- Official English banner art on Steam
- Developer: Vestman
- Platform: Windows
- Release: WW: December 5, 2025; (Windows)
- Genre: Puzzle
- Mode: Single-player

= Agreeee =

2025 video game

 is a Japanese puzzle video game developed by the indie developer Vestman. It was released on Steam on December 5, 2025.

==Gameplay==
After the player presses "Start Game", ostensibly to play a side-scrolling game known as Doki-Doki Action Game, the game asks the player to agree to 12 articles of the terms of service; this turns out to be a collection of more than 100 different minigames, including a pinball game, a whack-a-mole game, a daruma otoshi game, a slot machine game, a roulette game, a cooking game, a sniping game, a claw machine game, a pin-pulling puzzle, a chicken game, a bullet hell game, a bomb defusal game, an RPG-like command battles and parodies of other video games such as Flappy Bird, Breakout, Suika Game, Tetris, and Mega Man Battle Network.

If the player presses "Disagree" at any point, the process starts over from the beginning. After clearing the "12 terms of service" minigames, the player can play the Doki-Doki Action Game, which includes a ranking function where they can compete to reach the goal in the shortest time. The game also features a "casual mode" allowing the player to retry from where they left off instead of from the beginning, and to shuffle the order of the minigames when retrying.

==Development and release==
The game was developed by indie game developer Vestman. According to the developer, he wanted "to use the game to draw people's attention to the fact that nobody reads the terms of service." During development, a bug was discovered where the timer starts once the service confirmation pop-up displays, before the player "agrees" to the terms of service, but the developers indicated that they would leave it as-is because "it's too much hassle to fix".

The game was announced on June 14, 2025. A demo was released on September 22, 2025, on Steam. A preview of the game was shown as a playtest during the Tokyo Game Show 2025. The full version of the game was released on Steam on December 5, 2025.

==Reception==
The game peaked at 500 concurrent players on Steam on December 27, 2025. By January 7, 2026, the game had sold over 30,000 copies. It gained popularity among let's players and streamers such as VTubers from Hololive and Nijisanji. There were also several instances of endurance streams of the game lasting over 10 hours.
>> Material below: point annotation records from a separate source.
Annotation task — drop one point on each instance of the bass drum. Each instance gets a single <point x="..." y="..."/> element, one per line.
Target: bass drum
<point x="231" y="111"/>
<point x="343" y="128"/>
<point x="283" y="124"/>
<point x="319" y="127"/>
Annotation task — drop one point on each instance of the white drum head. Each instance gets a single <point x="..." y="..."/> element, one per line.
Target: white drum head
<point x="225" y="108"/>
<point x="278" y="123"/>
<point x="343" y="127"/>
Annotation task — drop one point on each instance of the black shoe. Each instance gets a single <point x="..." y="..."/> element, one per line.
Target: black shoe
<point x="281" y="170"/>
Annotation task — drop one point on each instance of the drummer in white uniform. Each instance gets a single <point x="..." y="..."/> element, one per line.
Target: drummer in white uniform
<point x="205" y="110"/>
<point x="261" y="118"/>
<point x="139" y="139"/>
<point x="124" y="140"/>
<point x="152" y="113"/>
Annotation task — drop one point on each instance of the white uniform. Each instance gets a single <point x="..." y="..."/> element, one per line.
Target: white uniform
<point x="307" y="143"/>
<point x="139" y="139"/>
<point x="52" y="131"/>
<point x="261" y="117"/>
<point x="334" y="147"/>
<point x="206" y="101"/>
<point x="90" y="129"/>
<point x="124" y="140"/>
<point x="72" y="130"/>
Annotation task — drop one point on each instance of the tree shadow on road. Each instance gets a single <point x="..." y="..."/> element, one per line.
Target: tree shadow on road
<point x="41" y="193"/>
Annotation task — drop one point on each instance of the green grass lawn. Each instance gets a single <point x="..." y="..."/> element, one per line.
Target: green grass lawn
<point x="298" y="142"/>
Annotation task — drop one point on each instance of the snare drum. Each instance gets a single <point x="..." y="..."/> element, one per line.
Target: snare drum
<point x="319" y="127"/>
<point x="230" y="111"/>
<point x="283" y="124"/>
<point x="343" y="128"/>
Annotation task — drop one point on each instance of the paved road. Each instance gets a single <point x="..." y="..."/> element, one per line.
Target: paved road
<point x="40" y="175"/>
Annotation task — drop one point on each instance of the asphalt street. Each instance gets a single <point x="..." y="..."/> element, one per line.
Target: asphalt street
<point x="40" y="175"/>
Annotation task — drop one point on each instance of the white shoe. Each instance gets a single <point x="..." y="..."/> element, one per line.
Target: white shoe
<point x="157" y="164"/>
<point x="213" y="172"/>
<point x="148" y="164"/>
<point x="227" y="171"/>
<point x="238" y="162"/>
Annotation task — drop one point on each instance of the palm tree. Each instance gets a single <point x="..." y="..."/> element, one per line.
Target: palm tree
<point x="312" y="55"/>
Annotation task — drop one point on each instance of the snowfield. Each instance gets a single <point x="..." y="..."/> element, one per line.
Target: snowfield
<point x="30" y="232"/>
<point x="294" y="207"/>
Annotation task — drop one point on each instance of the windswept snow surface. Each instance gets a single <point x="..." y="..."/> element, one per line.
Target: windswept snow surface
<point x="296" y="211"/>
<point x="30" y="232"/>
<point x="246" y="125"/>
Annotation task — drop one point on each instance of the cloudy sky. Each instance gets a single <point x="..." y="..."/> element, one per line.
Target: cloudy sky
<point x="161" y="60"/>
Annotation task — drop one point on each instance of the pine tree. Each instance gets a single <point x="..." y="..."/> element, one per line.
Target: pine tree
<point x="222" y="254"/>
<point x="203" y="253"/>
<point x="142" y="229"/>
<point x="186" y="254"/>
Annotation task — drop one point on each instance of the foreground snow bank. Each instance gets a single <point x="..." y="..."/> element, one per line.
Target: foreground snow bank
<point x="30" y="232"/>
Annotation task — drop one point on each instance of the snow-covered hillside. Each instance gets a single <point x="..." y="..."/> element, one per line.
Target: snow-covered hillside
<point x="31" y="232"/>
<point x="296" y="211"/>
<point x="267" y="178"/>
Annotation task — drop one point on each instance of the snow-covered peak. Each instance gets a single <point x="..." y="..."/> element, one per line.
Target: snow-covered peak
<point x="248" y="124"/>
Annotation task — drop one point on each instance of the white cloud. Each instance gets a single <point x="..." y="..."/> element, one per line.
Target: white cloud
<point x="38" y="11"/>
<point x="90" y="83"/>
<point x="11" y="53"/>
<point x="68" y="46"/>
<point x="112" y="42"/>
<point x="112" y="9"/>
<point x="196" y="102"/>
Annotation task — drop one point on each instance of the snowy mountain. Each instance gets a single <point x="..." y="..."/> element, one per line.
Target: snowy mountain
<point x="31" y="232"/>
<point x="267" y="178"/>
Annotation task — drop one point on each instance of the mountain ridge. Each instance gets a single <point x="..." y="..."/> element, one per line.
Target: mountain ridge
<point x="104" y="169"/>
Kenken of Famitsu praised the game for its difficult gameplay, praising the developer's use of "clever and malicious tricks that played on the player's psychology". Takahiro Kobayashi of Real Sound praised the idea of the game, adding that the reason this game is attracting attention is because of "its unconventional structure". Terukazu Yoshida of GameSpark praised the game for its large library of minigames.